PwC Private Clients director Liz Westover said there are still a number of people who hold market linked and complying lifetime income streams in their SMSF.
“These types of income streams may no longer be appropriate for them but they have an inability to shut them down without significant consequences,” explained Ms Westover.
“In some cases, they have no option but to keep them operating due [to] their non-commutable status which can further lock them into continuing an SMSF.”
The superannuation reforms have compounded the complexity and rigidity of these arrangements, she said, and this is resulting in poor outcomes for clients.
“Industry is working with the Australian Tax Office and the government to find an appropriate outcome for these people,” she said.

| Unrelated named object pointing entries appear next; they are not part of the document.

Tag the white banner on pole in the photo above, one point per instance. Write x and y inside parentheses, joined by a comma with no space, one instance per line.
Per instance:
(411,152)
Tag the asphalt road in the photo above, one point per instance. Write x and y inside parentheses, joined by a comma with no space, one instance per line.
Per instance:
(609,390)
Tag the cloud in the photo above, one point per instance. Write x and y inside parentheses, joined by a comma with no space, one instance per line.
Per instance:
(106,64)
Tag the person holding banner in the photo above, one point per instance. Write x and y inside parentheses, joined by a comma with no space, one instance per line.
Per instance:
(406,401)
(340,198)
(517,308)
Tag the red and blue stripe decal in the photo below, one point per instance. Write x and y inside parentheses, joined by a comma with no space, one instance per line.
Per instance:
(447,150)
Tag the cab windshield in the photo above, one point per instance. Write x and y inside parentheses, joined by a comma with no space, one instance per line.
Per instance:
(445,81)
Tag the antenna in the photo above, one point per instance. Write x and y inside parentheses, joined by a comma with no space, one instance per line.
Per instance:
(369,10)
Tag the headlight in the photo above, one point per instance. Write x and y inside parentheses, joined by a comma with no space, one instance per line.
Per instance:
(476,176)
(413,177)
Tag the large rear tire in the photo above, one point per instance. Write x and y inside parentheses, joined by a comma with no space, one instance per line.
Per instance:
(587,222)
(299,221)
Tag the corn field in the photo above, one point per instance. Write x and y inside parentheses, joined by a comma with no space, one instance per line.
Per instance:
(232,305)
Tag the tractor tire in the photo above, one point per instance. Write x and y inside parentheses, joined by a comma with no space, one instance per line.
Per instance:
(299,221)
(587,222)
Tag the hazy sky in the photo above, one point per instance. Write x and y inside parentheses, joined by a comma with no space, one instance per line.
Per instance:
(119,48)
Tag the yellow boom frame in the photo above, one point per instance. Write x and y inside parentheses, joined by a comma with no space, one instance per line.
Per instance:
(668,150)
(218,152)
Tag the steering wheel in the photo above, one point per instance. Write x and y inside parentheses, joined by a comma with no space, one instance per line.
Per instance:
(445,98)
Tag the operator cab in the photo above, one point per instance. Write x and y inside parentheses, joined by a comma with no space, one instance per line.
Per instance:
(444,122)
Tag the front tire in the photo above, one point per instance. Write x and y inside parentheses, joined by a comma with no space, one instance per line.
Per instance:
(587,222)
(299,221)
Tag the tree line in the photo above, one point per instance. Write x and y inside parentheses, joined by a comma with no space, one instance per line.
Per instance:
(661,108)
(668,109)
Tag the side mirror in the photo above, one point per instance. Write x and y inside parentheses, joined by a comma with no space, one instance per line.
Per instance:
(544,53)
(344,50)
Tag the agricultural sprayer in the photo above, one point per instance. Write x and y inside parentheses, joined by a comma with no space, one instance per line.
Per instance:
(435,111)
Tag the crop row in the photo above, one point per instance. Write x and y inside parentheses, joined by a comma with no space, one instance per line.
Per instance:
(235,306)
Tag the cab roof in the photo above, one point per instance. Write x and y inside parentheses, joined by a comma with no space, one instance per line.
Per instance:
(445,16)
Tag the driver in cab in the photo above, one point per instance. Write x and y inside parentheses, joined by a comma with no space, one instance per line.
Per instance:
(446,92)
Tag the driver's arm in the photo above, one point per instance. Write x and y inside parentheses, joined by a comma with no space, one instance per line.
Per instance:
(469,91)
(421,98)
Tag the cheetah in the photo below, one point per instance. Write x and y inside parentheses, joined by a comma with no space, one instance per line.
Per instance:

Sure, they were started for tax compression under a former regime. But, surely a ‘tax consequence’ could be embedded to release these funds from the legacy arrangements as the regime has changed (twice) since then?
As for Centrelink assessment of grandfathered ABP, aren’t these “locked’ due to a preferential treatment by maintaining former?
No-one could ever second guess the political machinations that emanate from Canberra and, up until Costello’s “Simple Super”, the system was pretty stable. It was only when he threw the deck into the air that the system has become a mess.
And look what else Howard/Costello was responsible for that is now playing out – the refund of franking credits. Apparently, nolonger viable but, suited a politic purpose in better Budgetary times.
No mention of those 1,000’s of Centrelink-reliant clients who have been locked into account-based pensions and can never change providers (including industry, public offer and SMSF’s) without their “new” pension being subject to deeming and impacting on their pension entitlement??? Surely this would seem like a more worthy case to be pushing…
What I don’t understand is why advisors are committing SMSF members to the “complexity and rigidity” of these types of non-commutable pensions without accepting the risks that things can change. Suck it up. You started these pensions to get around RBL and didn’t think about the consequences.